Speaking to Renewable Energy Focus, a spokesman for the Department of Energy and Climate Change (DECC) said that the Government is confident that Scotland will reject independence, but, pointing to statements made by energy minister Ed Davey, that both countries have much to lose if they are pitted against each other in race to become an European-size offshore wind hub.
Davey, who spoke at a Scottish party conference this month, told delegates that meeting the UK’s renewables target of 15% of energy by 2020 “is a tough ask already”. He added: “If England has to do it for itself, by itself, it will probably be even tougher – given Scotland has relatively more renewable sources. Yet the economics of renewables is that Scotland needs English consumers to help pay for the renewables, as the technology develops. The truth is, we need each other.”
The statement come as Scotland and the rest of the UK jostle for position in a contest to become a European offshore wind hub, against a backdrop of a 2014 referendum on Scottish independence.
What is yet to become clear is whether or not the two countries would continue to work “as one” on offshore wind development projects - such as the UK-wide Renewables Catapult, or whether one country or the other will emerge as a clear winner in the race to become Europe’s offshore wind hub with the best manufacturing and research and development facilities.
The UK’s national wind turbine testing centre, Narec, based in the north of England, told Renewable Energy Focus that this issue is not currently on the agenda.
“This is not in our considerations at the moment – we are part of the [Catapult] consortium with the Carbon Trust and Ocean Energy Innovation developing the ORE Catapult Centre with public funding secured for the next 5 years,” said a spokesman. “It is important to clarify that as a national centre for the UK, Narec does not favour any particular region and works nationally and internationally on R&D collaborations.”

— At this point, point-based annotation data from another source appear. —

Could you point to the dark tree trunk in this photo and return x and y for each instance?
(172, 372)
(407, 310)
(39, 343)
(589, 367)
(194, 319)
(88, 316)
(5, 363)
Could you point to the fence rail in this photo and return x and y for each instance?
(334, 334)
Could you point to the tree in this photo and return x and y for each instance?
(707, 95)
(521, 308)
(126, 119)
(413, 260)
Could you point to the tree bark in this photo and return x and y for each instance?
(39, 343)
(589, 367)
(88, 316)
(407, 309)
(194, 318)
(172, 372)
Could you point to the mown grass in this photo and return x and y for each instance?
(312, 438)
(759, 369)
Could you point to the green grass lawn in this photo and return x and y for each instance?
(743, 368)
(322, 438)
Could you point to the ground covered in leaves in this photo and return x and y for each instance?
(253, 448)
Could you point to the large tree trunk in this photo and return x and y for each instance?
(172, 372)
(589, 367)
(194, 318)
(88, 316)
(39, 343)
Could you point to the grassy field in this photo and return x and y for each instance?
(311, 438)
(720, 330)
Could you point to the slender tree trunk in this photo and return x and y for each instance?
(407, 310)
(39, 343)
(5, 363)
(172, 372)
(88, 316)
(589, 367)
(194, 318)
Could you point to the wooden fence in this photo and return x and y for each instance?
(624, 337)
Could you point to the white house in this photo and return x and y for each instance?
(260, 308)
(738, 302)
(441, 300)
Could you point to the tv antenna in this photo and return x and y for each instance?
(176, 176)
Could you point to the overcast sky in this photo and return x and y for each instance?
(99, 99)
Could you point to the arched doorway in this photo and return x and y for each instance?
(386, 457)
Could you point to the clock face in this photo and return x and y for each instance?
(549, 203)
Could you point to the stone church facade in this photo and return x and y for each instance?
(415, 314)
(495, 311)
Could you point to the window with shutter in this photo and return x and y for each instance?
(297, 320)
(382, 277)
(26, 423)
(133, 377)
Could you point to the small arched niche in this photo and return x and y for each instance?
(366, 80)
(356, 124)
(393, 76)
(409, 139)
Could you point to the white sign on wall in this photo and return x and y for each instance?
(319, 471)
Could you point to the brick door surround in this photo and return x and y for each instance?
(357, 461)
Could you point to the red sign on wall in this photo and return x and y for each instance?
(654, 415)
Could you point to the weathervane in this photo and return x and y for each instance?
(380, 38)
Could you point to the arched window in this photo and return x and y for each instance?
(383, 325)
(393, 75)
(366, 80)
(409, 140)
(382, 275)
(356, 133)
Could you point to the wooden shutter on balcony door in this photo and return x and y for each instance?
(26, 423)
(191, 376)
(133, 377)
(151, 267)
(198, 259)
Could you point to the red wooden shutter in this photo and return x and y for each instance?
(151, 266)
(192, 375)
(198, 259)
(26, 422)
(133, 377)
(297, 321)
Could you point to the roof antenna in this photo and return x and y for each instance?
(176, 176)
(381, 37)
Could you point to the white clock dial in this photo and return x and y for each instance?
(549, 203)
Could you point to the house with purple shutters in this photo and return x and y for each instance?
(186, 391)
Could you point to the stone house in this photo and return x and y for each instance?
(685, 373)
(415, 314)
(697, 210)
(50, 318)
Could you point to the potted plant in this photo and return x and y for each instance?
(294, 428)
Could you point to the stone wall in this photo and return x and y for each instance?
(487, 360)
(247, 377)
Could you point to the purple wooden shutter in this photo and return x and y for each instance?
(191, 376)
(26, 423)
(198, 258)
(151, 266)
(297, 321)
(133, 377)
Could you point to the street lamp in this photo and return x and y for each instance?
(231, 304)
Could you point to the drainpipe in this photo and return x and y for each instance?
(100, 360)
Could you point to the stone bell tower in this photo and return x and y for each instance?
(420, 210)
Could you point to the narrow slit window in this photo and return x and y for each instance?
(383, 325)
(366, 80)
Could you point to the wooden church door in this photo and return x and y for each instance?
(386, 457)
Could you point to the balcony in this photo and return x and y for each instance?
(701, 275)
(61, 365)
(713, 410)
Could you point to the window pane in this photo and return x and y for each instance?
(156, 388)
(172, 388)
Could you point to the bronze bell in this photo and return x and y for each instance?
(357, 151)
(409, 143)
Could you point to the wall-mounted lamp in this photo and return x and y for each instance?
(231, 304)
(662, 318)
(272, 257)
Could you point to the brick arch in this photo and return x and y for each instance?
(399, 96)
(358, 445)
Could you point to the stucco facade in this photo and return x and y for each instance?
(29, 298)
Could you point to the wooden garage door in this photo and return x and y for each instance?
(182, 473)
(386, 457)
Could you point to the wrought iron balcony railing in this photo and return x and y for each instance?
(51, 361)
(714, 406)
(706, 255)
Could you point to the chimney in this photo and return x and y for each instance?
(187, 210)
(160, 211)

Both the UK and Scottish Governments have launched targeted infrastructure funds to attract investment – the UK has so far committed £60m to upgrade its ports for the sector, as well as £50m to offshore wind R&D, while Scotland has launched a £70million National Renewables Infrastructure fund to upgrade port infrastructure in a number of strategic locations.
The investment drive has met with some success. In Scotland, Mitsubishi has committed to invest £100 million developing its new 6MW offshore wind turbine in Edinburgh, while Gamesa has already set up an R&D facility just outside Glasgow; and Samsung has committed to a £100 million testing and manufacturing site for its 7MW turbine in Methil, Fife.
Meanwhile, in England, Danish turbine manufacturer Vestas has plans to build a manufacturing base for its 7MW offshore turbine in Kent, while Siemens is proposing an £80 million facility in Hull. In Wales, engineering firm Mabey Bridge is already operating its wind turbine tower manufacturing base in Chepstow, receiving an order for 45 towers from Nordex in January.
An additional £150 million investment prospect from Gamesa currently hangs in the balance, with speculation mounting that the site that Gamesa chooses – currently the options on the table are Leith and Hartlepool – will determine which country takes the lead as an offshore wind centre of excellence.
Scotland’s renewables sector remains tight lipped when asked about potential post-independence scenarios, but is confident that Scotland can lead the way whether it is part of the UK or not.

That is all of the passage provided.